LOS ANGELES, March 28 — The Academy of Motion Picture Arts and Sciences apologised today for failing to defend an Oscar-winning Palestinian filmmaker who said he was attacked by Israeli settlers. The group, which hosts and awards the Oscars each year, wrote to members after movie stars including Joaquin Phoenix, Penelope Cruz and Richard Gere had slammed its initially muted response to the incident. The Academy “condemns violence of this kind anywhere in the world” and its leaders “abhor the suppression of free speech under any circumstances,” said the letter, seen by AFP.

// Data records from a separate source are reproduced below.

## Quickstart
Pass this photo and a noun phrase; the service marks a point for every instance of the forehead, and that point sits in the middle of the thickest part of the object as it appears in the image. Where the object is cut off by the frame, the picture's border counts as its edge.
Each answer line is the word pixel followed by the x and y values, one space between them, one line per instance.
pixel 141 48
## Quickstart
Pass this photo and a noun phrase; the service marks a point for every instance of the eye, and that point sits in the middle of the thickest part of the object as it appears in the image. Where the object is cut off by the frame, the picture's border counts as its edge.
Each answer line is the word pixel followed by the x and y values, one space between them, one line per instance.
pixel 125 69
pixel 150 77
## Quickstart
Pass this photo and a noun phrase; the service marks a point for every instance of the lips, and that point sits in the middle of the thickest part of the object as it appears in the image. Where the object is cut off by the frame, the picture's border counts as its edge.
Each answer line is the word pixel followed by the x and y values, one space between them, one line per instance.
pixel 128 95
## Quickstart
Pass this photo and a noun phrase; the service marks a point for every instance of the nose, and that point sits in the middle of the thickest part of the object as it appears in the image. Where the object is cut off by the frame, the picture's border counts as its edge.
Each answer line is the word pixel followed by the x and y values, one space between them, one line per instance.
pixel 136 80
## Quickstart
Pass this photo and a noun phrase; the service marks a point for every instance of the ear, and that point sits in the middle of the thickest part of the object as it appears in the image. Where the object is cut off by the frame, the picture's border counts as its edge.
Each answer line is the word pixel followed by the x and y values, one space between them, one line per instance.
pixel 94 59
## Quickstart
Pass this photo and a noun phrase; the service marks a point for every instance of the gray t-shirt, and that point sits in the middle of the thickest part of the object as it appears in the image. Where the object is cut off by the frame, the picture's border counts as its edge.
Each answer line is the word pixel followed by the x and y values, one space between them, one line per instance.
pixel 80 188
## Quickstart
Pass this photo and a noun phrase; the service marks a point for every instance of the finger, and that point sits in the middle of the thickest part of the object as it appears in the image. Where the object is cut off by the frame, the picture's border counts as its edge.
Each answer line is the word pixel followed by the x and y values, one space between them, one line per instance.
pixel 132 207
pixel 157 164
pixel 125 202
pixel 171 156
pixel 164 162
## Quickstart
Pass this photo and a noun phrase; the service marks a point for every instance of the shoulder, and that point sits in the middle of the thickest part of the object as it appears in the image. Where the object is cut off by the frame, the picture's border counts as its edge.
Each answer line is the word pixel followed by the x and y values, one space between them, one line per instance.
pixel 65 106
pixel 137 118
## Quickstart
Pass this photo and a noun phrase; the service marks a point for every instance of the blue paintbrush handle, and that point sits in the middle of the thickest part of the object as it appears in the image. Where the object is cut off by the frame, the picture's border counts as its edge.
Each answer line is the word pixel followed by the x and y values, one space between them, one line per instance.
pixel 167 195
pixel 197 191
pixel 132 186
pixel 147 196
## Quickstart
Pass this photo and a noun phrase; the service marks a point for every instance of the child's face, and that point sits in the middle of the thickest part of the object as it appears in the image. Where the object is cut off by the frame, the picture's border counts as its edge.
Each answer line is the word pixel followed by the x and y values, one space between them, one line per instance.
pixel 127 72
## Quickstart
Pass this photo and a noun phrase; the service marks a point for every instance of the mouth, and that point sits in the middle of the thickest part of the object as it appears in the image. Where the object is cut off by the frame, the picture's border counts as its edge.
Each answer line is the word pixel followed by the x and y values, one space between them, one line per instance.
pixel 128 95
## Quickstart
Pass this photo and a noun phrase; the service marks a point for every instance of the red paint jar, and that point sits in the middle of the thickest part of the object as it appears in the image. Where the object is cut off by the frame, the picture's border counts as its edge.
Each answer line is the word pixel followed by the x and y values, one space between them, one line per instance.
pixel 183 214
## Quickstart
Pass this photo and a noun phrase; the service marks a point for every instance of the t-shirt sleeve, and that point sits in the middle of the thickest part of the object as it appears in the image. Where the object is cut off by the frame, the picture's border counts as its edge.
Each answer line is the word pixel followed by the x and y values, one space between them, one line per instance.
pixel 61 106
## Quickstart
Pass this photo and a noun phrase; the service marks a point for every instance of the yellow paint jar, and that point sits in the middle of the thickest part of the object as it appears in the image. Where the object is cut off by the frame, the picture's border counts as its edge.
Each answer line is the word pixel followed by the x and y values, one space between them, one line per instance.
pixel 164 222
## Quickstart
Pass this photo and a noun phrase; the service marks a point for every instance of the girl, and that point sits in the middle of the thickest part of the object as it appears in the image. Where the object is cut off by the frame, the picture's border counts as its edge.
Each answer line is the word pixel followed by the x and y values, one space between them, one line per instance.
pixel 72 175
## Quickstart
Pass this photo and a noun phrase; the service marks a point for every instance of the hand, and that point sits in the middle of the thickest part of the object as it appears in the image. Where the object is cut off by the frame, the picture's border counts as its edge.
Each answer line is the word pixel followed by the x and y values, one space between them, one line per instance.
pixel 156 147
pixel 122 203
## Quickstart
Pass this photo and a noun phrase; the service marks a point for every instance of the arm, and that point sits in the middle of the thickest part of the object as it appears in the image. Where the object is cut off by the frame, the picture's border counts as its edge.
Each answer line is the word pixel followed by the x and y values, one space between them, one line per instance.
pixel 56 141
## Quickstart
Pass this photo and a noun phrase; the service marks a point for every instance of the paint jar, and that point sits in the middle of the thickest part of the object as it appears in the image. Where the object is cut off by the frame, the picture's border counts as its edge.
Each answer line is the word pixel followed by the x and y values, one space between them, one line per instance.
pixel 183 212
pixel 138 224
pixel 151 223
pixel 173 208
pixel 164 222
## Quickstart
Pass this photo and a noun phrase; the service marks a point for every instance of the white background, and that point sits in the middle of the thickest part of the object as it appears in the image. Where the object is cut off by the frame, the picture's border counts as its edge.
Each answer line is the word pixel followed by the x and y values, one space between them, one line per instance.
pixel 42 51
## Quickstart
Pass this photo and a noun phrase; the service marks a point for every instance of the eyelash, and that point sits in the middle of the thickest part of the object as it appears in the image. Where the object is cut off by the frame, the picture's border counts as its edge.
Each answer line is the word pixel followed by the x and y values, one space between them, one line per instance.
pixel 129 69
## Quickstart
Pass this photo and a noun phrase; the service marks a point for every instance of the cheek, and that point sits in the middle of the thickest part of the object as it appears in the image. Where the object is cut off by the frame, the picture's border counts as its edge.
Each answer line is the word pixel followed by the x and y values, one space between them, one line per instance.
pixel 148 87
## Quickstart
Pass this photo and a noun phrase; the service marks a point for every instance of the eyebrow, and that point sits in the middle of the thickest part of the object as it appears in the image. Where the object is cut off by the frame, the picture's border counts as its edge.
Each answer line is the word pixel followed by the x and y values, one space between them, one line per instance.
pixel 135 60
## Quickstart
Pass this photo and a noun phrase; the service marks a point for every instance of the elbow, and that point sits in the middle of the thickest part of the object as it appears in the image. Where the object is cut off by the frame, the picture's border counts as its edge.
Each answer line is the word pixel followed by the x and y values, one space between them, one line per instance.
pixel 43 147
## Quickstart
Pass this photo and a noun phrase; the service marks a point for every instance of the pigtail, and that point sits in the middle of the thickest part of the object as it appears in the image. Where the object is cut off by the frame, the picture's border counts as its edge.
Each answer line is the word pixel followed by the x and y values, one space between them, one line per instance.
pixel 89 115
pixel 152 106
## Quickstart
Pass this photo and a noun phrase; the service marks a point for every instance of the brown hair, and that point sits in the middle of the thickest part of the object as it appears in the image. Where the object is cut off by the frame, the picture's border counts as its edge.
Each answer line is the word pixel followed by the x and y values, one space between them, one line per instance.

Hamdan Ballal co-directed “No Other Land,” which won best documentary at this year’s Academy Awards. This week, he said he had been assaulted by settlers and detained at gunpoint by soldiers in the Israeli-occupied West Bank. Unlike multiple other prominent filmmaker groups, the US-based Academy initially did not issue a statement.
On Wednesday, it sent a letter to members that condemned “harming or suppressing artists for their work or their viewpoints,” without naming Ballal. By Friday morning, more than 600 Academy members had signed their own statement in response. “It is indefensible for an organisation to recognise a film with an award in the first week of March, and then fail to defend its filmmakers just a few weeks later,” the members said.
“We stand in condemnation of the brutal assault and unlawful detention of Oscar-winning Palestinian filmmaker Hamdan Ballal by settler.